Anonymization and the Law
Interesting paper: “Anonymization and Risk,” by Ira S. Rubinstein and Woodrow Hartzog:
Abstract: Perfect anonymization of data sets has failed. But the process of protecting data subjects in shared information remains integral to privacy practice and policy. While the deidentification debate has been vigorous and productive, there is no clear direction for policy. As a result, the law has been slow to adapt a holistic approach to protecting data subjects when data sets are released to others. Currently, the law is focused on whether an individual can be identified within a given set. We argue that the better locus of data release policy is on the process of minimizing the risk of reidentification and sensitive attribute disclosure. Process-based data release policy, which resembles the law of data security, will help us move past the limitations of focusing on whether data sets have been “anonymized.” It draws upon different tactics to protect the privacy of data subjects, including accurate deidentification rhetoric, contracts prohibiting reidentification and sensitive attribute disclosure, data enclaves, and query-based strategies to match required protections with the level of risk.
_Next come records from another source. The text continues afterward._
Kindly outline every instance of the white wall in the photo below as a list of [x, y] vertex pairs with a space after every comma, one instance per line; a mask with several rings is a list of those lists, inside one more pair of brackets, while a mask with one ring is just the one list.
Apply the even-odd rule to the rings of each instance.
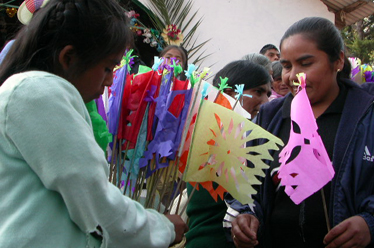
[[[149, 6], [148, 0], [141, 2]], [[245, 54], [259, 52], [265, 44], [278, 47], [286, 29], [303, 17], [334, 21], [334, 14], [320, 0], [194, 0], [192, 12], [196, 10], [203, 22], [195, 35], [198, 41], [211, 39], [204, 49], [212, 53], [200, 68], [210, 67], [212, 75]]]

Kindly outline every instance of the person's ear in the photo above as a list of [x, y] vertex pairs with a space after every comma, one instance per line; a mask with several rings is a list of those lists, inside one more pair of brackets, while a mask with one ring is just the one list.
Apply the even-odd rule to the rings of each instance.
[[75, 48], [72, 45], [67, 45], [60, 51], [58, 62], [60, 63], [62, 70], [66, 72], [75, 63], [76, 58]]
[[339, 58], [335, 62], [335, 70], [336, 71], [341, 71], [343, 70], [344, 67], [344, 52], [340, 51], [339, 53]]

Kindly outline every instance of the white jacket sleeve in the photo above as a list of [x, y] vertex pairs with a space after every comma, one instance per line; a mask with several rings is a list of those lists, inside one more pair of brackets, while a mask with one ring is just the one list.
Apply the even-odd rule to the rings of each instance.
[[[42, 82], [41, 82], [42, 81]], [[102, 247], [168, 247], [174, 225], [144, 209], [108, 181], [108, 164], [95, 142], [78, 91], [62, 78], [25, 78], [10, 98], [7, 133], [44, 186], [61, 194], [84, 233], [100, 226]]]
By focusing on process, data release policy can better balance privacy and utility where nearly all data exchanges carry some risk.
Arclight • July 11, 2016 10:30 AM
One big problem with accumulating, storing and trading large data sets containing sensitive personal information is the fact that its likely to experience “scope creep.”.
The most obvious threat is legal attack. If someone can tie the data to an identifiable person, it is subject to discovery and subpeona by someone somewhere. Look at the recent ” 23 and Me” DNA match requests by law enforcement for a good example. And even if the data is stored is some difficult jurisdiction, it’s still stored in a jurisdiction where criminal and civil process of some sort exists.
The second has to do with the fact that successor parties will likely do whatever they want with your data if the company that collected it goes out of business, is acquired, or resells it. There is no meaningful concept of “informed consent” when the user-agreement contains third-part disclosure rights and “subject to change at any time” clauses. And all of these contracts are inherently coercive – such as the contracts healthcare providers require us to sign in or to get needed care, or the collection and encumbrance-free distribution of the tattoo database from prisons.
With these failures in mind, the only real solution is to not have data on-hand in hr first place. Don’t keep subpeonable information around in a form your company can access, and standardize consent forms to only include narrow authorizations. This is how real estate contracts work in the U.S.